Radiotherapy is an essential treatment for non-small cell lung cancer (NSCLC), but its effectiveness is often reduced by radioresistance. miR-320a has been shown to improve radiosensitivity in NSCLC, but the molecular mechanisms are not well understood. This study investigates how miR-320a regulates RAD51 to affect the radiosensitivity of NSCLC. miR-320a expression in NSCLC tissues and cell lines was evaluated using The Cancer Genome Atlas (TCGA) data and qRT-PCR. RAD51 was predicted as a miR-320a target using bioinformatic tools (TargetScan, miRDB, miRTarBase) and validated by dual-luciferase reporter assays. Functional experiments were conducted to examine the effects of miR-320a and RAD51 manipulation on NSCLC cell responses to varying radiation doses. Ferroptosis was examined by measuring lipid reactive oxygen species (ROS) and GPX4 expression levels. miR-320a expression was markedly reduced in NSCLC tissues and cell lines relative to normal controls and showed a positive association with clinical radiosensitivity. Functional experiments demonstrated that miR-320a overexpression increased radiosensitivity by inhibiting post-irradiation cell proliferation, colony formation, and migration. RAD51 was validated as a direct post-transcriptional target of miR-320a.
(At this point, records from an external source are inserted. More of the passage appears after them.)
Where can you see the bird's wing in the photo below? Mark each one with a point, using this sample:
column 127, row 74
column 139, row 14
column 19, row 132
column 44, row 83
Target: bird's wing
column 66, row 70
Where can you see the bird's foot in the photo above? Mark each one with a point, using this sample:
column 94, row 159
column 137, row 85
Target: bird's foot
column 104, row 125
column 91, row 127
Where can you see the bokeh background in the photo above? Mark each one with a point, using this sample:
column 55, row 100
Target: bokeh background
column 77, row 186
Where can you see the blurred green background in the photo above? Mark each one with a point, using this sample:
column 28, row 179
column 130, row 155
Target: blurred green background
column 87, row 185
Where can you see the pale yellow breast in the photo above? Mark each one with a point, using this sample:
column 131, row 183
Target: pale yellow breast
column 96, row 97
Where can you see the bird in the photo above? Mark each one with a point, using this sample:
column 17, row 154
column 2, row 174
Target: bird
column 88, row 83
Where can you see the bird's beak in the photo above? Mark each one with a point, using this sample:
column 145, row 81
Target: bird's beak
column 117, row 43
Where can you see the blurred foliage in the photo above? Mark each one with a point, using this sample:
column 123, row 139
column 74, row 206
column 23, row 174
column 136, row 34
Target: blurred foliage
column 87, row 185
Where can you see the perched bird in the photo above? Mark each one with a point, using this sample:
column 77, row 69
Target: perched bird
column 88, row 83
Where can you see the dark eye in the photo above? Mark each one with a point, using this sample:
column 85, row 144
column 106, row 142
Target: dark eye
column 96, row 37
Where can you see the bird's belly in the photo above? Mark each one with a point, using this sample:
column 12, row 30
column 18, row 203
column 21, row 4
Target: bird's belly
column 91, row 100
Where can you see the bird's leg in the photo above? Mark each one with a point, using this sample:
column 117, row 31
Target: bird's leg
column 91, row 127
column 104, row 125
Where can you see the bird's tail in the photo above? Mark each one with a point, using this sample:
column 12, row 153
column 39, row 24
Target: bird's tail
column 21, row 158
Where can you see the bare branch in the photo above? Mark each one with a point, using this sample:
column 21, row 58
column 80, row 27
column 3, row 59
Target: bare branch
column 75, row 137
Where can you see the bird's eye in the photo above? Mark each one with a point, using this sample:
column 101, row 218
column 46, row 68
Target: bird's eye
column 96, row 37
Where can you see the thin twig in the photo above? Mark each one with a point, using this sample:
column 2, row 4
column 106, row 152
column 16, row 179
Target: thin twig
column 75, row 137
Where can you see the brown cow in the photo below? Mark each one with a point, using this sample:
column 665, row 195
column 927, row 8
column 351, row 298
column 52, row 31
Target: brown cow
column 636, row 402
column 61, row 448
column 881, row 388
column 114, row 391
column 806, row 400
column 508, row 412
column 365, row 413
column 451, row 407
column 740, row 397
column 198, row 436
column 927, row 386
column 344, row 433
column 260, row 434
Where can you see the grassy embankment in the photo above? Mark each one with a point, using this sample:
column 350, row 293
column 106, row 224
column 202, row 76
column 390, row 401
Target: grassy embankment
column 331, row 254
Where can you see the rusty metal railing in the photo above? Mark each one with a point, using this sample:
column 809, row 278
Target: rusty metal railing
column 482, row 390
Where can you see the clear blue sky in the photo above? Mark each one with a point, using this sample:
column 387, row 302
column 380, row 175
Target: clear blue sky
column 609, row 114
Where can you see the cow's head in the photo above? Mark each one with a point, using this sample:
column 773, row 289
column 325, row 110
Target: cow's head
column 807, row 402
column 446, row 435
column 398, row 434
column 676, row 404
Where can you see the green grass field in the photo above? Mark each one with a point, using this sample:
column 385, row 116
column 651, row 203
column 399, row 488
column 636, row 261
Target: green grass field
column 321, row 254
Mechanistically, RAD51 expression inversely correlated with miR-320a (R = −0.16, P < 0.001) and was associated with reduced radiosensitivity both in vitro and in patient samples. Importantly, RAD51 knockdown reversed the radioresistance induced by miR-320a inhibition. Further analyses revealed that RAD51 positively regulated GPX4 expression, thereby suppressing ferroptosis. Inhibition of RAD51 or restoration of miR-320a led to enhanced lipid peroxidation, as evidenced by increased lipid ROS accumulation and reduced GPX4 expression, ultimately sensitizing NSCLC cells to radiotherapy. Our results indicate that miR-320a promotes NSCLC radiosensitivity through a negative regulation of RAD51. The miR-320a/RAD51/GPX4 axis may be used as a key pathway in regulating NSCLC radiosensitivity.